When there is a mob like this, one might expect things to go out of control. Yet that did not happen. There were a lot of women in the crowd and nobody felt insecure because nobody was disturbing them. Everyone was happy and united, and nobody felt like doing others any harm. As tears filled my eyes, I wished that Bangladesh would always be like this.
Bailey Road, Dhaka
Colours in the capital
Now that the ICC world cup 2011 is taking place in Dhaka, like many others I too am witness to a dull city that has changed its outlook. I find the city much more colourful and bright. This has been done courtesy of the world cup by redecorating principal locations with colour, art work, lighting effect and so on. Obviously we, citizens are very pleased to watch this rather than our usual memories of discolored, postered, stained and grimy Dhaka. World Cup has brought hopes that we would no longer have to sheepishly concur Dhaka as the second most inhospitable city in the world. But many have been whispering that this beauty will only stay as long as WC goes on, after that we would return to the old dusty Dhaka. That is so much frustrating to hear. Can't we keep this new Dhaka after the World Cup and not go back to where we started? Can't we keep this megacity shiny for long enough to gain some appreciation from the rest of the world? We want Dhaka to stay as it is now, colourful, joyful and full of hope!
University of Dhaka
Like almost everyone who travels though the Dhaka streets, the unbearable traffic jam bears heavily on my mind. Dhaka, the capital city of Bangladesh is now known as the city of traffic jam. Among the various problems of this city, traffic jam is the most discussed problem which we face every day from the very dawn to late night. One has to spend two and a half hours to reach his flat at Dhanmondi from the airport. The only reason is unbearable traffic jam.

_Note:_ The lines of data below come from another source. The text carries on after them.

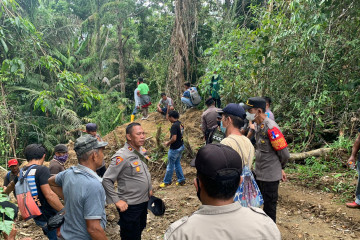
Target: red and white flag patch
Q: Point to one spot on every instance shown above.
(277, 139)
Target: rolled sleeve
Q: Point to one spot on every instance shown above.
(110, 176)
(284, 156)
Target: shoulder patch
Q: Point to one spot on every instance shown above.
(118, 160)
(175, 226)
(277, 139)
(258, 210)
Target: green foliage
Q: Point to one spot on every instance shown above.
(302, 54)
(342, 143)
(5, 225)
(327, 175)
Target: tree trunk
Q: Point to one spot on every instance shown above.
(314, 153)
(6, 121)
(121, 57)
(182, 39)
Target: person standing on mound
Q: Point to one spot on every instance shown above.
(175, 152)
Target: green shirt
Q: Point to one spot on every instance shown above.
(143, 88)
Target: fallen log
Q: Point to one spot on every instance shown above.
(313, 153)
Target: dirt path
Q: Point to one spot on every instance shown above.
(303, 213)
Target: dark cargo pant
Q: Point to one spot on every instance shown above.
(133, 221)
(270, 193)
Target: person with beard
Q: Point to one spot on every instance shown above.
(218, 170)
(57, 164)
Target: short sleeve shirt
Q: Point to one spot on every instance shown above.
(143, 88)
(42, 175)
(84, 200)
(176, 129)
(166, 103)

I often see vehicles parked on the roads defying legislation and common sense. One of the main causes of this traffic jam is illegal parking of vehicles on the roads. Most of the shopping malls in Dhaka city have no parking system. As a result the vehicles are parked on roads blocking the movement of vehicles on the roads. Sometimes I see that out of 36 meters wide road about 18 meters are blocked by the illegal parking. The administration seems to keep quite silent to take action against this illegal parking. Even the authority does not enforce the shopping mall authorities to create parking in the malls. Do we know the reason why the authority does not take action against them?